También aquí aparece evidente el remedio. Tenemos que ver el bien y verlo de buena gana y glorificar por él «al Padre que está en los cielos» (Mt 5,16). ¡Demos gracias a Dios por nuestros hermanos y hermanas; démosle gracias por el bien que Él dice y hace por su medio para la construcción de su Reino! Con ello venceremos cualquier inicio o vestigio de la citada «blasfemia».
4. «Cada cual tiene de Dios su gracia particular: unos de una manera, otros de otra» (1 Cor 7,7). «Ahora bien, Dios puso cada uno de los miembros en el cuerpo según su voluntad» (1 Cor 12,18). Cada miembro en el cuerpo de la Iglesia ha de cumplir su propio servicio según la fuerza que se le ha distribuido según le corresponde, «realizando así el crecimiento del cuerpo para su edificación en el amor» (Ef 4,16). Dios es quien distribuye las tareas, aptitudes y facultades, según su voluntad. ¡Cualquier parangón que produzca descontento, envidia y celos -y que origina en consecuencia alteraciones e inhibiciones neuróticas-, es humano, demasiado humano! El auténtico pobre está libre de eso. Dice «sí» a sí mismo, tal como Dios lo ha hecho. Y dice también «sí» a su hermano, tal como Dios, el Señor, lo ha hecho. Se deja usar por Dios, el Señor, sin ninguna exigencia. Es un instrumento dócil en las manos de Dios, pues acepta con toda humildad los planes de Dios. Aquí advertimos en qué medida la pobreza total es camino hacia una glorificación vivida de Dios, pues liberándonos y colmándonos de alegría actúa en el servicio, sin estorbos, de Dios, en el servicio de su Reino.

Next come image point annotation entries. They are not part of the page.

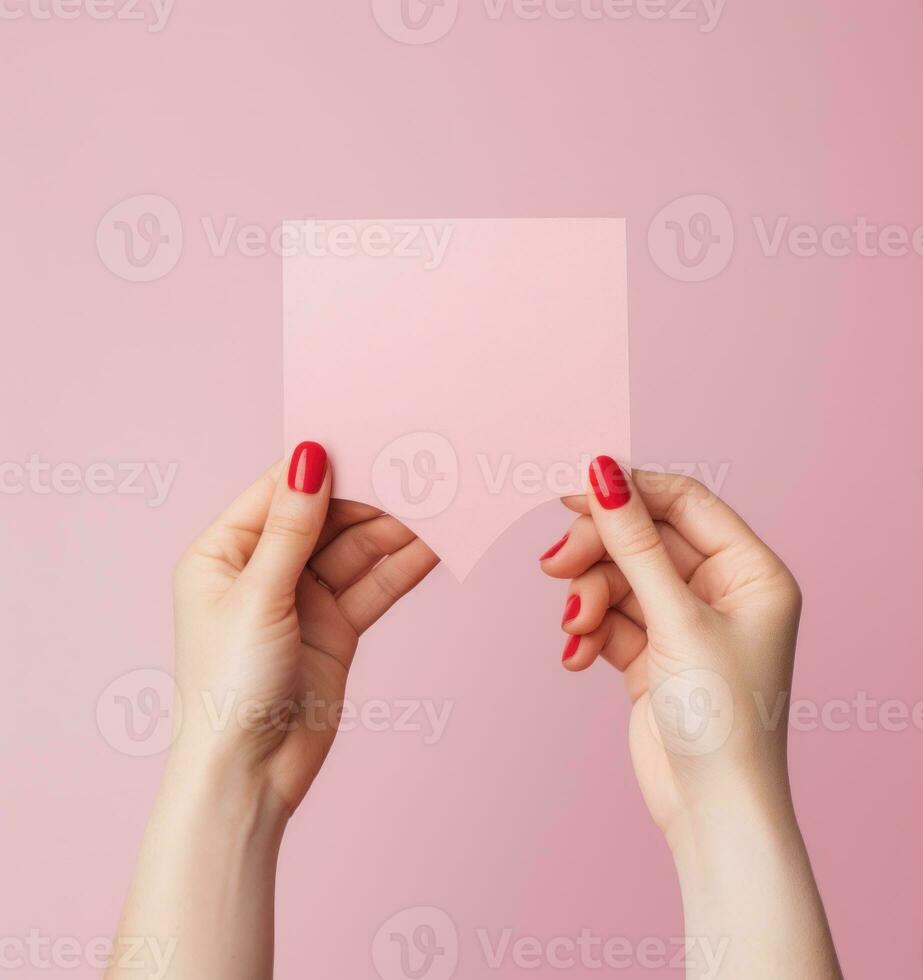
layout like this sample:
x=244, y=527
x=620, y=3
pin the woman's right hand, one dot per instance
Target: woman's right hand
x=674, y=589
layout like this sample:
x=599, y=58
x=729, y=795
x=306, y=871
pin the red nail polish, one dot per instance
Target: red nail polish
x=609, y=483
x=571, y=609
x=309, y=464
x=555, y=548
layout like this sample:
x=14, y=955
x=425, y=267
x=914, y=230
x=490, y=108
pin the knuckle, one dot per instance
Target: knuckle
x=640, y=541
x=390, y=582
x=790, y=590
x=367, y=547
x=288, y=525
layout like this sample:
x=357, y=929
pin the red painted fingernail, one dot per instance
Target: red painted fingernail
x=555, y=548
x=609, y=483
x=571, y=648
x=571, y=610
x=309, y=464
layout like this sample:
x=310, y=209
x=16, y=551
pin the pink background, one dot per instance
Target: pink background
x=801, y=373
x=461, y=356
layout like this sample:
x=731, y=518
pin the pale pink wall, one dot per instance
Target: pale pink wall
x=801, y=373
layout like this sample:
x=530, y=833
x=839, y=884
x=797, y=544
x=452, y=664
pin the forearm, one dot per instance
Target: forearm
x=749, y=895
x=202, y=895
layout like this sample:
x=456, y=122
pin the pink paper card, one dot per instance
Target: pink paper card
x=459, y=372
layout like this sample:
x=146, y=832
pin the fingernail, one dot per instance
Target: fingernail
x=555, y=548
x=609, y=483
x=571, y=648
x=571, y=609
x=309, y=464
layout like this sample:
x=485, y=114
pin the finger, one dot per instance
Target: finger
x=234, y=535
x=296, y=516
x=577, y=551
x=702, y=518
x=357, y=549
x=577, y=503
x=632, y=541
x=617, y=639
x=343, y=514
x=375, y=593
x=605, y=587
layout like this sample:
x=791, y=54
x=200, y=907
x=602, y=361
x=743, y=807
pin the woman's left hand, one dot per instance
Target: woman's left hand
x=270, y=603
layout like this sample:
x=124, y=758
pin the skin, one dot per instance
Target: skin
x=256, y=629
x=270, y=604
x=701, y=618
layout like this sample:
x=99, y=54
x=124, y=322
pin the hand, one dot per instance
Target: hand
x=674, y=589
x=264, y=643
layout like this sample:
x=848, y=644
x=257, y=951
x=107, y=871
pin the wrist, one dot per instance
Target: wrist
x=231, y=800
x=729, y=824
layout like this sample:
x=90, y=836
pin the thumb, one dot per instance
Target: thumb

Los cuatro puntos de nuestro examen de conciencia tienen una importancia decisiva para nuestra vida franciscana, que quiere y debe recuperar la esencia del Evangelio en el misterio de la pobreza total. ¡De la forma como la acojamos y nos esforcemos en vivirla depende que seamos realmente hijos del Santo a quien veneramos como «Padre de los pobres» y que lo único que quería en su pobreza era reconocer el Señorío de Dios, glorificar a Dios y servir al advenimiento de su Reino!